MPC for Copper Leaching
Copper is commonly refined from sulfide ores by acid leaching, where sulfuric acid (H2SO4) dissolves copper-bearing minerals to produce a pregnant leach solution (PLS) for downstream extraction. Copper leaching is one of the early steps in the overall copper refining chain, bridging the transition from raw ore to purified metal. After mining and crushing, copper-bearing ores (often sulfides or oxides) are subjected to leaching, where sulfuric acid dissolves the copper minerals into a pregnant leach solution (PLS). This liquid phase, enriched with dissolved copper, then passes to solvent extraction (SX), where copper is selectively transferred into an organic phase, and subsequently to electrowinning (EW), where pure copper metal is plated onto cathodes. By controlling acid concentration during leaching, operators directly influence both the efficiency of copper recovery from the ore and the stability of downstream SX–EW processes. In this way, acid regulation in leaching plays a critical role in maximizing overall recovery, minimizing chemical waste, and ensuring high-purity cathode copper production.

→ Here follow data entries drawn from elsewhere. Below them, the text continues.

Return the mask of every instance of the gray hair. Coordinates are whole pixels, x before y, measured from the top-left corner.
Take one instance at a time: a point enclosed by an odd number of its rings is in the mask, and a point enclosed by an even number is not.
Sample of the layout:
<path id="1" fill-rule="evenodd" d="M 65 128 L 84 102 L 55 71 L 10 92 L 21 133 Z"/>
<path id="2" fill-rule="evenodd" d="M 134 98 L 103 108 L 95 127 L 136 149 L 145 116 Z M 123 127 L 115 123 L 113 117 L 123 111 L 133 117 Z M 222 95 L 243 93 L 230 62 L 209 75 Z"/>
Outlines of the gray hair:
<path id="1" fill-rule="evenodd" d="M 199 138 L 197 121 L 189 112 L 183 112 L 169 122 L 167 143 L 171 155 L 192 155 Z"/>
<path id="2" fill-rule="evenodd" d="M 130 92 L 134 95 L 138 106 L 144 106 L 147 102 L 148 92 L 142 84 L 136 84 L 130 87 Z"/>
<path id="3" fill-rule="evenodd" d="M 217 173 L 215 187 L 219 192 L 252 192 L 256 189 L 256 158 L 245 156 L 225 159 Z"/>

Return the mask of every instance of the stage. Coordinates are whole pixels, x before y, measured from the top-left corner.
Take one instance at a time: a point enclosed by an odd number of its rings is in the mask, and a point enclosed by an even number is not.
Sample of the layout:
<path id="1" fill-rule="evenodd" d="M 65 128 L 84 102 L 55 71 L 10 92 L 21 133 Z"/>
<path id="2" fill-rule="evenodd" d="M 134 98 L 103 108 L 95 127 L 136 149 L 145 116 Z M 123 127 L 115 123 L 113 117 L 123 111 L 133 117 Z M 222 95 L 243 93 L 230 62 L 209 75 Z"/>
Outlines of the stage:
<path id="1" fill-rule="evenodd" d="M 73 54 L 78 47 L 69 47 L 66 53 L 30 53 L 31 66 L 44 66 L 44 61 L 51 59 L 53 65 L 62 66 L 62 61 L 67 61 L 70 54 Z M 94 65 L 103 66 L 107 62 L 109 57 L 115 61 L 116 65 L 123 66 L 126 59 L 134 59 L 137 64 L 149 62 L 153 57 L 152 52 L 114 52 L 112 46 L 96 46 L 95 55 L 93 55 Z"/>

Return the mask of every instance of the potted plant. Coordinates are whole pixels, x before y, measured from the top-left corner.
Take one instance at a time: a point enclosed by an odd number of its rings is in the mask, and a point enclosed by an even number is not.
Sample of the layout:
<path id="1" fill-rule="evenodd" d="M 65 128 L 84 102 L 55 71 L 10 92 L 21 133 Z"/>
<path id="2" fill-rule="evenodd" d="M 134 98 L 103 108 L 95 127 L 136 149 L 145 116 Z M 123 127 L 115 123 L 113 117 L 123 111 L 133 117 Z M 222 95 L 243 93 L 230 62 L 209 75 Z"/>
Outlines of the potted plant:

For copper leaching, tight regulation of acid concentration is essential. Too little acid slows leaching and leaves copper in the solids and too much acid wastes reagent, increases corrosion, and can overload neutralization steps. Ore grade and mineralogy vary over time, changing acid consumption. Because tanks are connected in series, adding more or less acid upstream propagates downstream after a residence-time delay, so a coordinated, predictive strategy (MPC) is preferred over independent PI loops.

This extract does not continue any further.